Il successo internazionale dei suoi film lo porta all’estero, soprattutto in Francia dove sempre nel 1970 gira “I senza nome”, un grande poliziesco con Alain Delon, Yves Montand e Buorvil diretto da Jean-Pierre Melville, dal quale nel 1995 Michael Mann prende spunto per il suo “Heat – La sfida”, con Robert De Niro e Al Pacino. Seguono poi film come “Sacco e Vanzetti” di Giuliano Montaldo  e “La classe operaia va in paradiso” sempre di Petri. Nel 1972 torna a lavorare – dopo “Uomini contro” del ’70 – con Francesco Rosi ne “Il caso Mattei”, fra i più bei docudramma realizzati sulla vita e soprattutto sulla morte di Enrico Mattei.

Dopo aver vestito i panni di Giordano Bruno nell’omonimo film di Montaldo del ’75 e quelli ufficiosi di Aldo Moro in “Todo Modo” di Petri nel ’76 – l’attore milanese tornerà ad indossarli ne “Il caso Moro” diretto da Giuseppe Ferrara che racconta il sequestro, la prigionia e l’assassinio del Presidente della DC – Volonté torna nel 1979 in televisione nello sceneggiato “Cristo si è fermato ad Eboli” diretto da Rosi: una delle pietre miliari del piccolo schermo.

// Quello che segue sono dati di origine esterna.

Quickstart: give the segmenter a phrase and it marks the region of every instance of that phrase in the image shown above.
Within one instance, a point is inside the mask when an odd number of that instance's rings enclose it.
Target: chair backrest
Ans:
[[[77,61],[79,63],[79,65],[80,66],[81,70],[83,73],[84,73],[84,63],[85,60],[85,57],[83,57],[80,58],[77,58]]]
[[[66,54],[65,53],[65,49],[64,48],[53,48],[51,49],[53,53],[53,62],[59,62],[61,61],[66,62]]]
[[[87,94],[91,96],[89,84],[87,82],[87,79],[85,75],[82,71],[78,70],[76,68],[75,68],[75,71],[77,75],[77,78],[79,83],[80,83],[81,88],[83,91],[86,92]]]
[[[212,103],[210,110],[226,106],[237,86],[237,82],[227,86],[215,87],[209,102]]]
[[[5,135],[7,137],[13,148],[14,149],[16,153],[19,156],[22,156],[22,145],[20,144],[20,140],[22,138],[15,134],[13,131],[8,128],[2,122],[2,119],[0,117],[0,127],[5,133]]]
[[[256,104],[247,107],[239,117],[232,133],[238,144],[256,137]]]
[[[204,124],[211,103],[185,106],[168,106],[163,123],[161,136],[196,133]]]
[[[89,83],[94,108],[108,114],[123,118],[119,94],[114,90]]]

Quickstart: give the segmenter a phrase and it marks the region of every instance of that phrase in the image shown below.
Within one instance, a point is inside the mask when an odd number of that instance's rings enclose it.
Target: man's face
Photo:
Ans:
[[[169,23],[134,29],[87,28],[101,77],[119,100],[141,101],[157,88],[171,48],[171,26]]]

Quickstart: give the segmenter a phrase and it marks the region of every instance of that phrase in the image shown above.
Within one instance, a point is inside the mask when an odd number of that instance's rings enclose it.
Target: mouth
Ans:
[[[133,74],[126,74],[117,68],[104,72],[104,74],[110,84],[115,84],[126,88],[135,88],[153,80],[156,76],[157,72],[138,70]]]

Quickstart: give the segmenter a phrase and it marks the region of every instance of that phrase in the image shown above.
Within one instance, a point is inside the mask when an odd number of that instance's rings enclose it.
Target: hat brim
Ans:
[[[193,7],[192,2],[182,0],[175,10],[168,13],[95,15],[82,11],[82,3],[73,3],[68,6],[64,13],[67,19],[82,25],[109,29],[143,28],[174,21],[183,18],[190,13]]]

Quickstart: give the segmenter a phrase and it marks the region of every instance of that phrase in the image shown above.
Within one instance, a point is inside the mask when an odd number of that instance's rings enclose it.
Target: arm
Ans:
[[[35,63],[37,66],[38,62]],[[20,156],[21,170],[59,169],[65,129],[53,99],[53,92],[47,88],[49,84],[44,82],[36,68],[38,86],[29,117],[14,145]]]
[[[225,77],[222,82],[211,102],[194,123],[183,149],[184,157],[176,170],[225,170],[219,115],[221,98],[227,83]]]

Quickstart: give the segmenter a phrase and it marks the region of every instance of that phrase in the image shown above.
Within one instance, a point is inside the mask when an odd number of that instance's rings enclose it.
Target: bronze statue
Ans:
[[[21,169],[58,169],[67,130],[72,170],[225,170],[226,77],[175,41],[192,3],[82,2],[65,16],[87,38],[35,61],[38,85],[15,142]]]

Con Rosi, nel 1986, partecipa anche alla produzione internazionale “Cronaca di una morte annunciata” tratto dal romanzo di Gabriel Garcia Marquez.  L’anno dopo viene diretto da Luigi Comencini in “Un ragazzo di Calabria”. Nel 1990 gira, fra gli altri, due film italiani di rilievo: il primo è “Porte aperte” di Gianni Amelio che ripercorre il processo che portò nel Ventennio all’ultima condanna a morte eseguita nel nostro Paese.

Il secondo è “Tre colonne in cronaca” diretto da Carlo Vanzina (si, si, proprio Carlo Vanzina!), un avvincente thriller tutto made in Italy tratto da un romanzo di Corrado Augias, che però riscuote pochissimo successo. Nel 1991 Gian Maria Volonté torna a parlare di mafia ne “Una storia semplice” tratto da un romanzo breve di Leonardo Sciascia e diretto da Emidio Greco.

Il 6 dicembre 1994, durante le riprese de “Lo sguardo di Ulisse” di Theo Angelopoulos, Gian Maria Volonté viene colpito da un letale attacco cardiaco. In pochi anni poi, un attore di tale bravura e con una caratura internazionale paragonabile solo a quella di Marcello Mastroianni, viene vergognosamente dimenticato.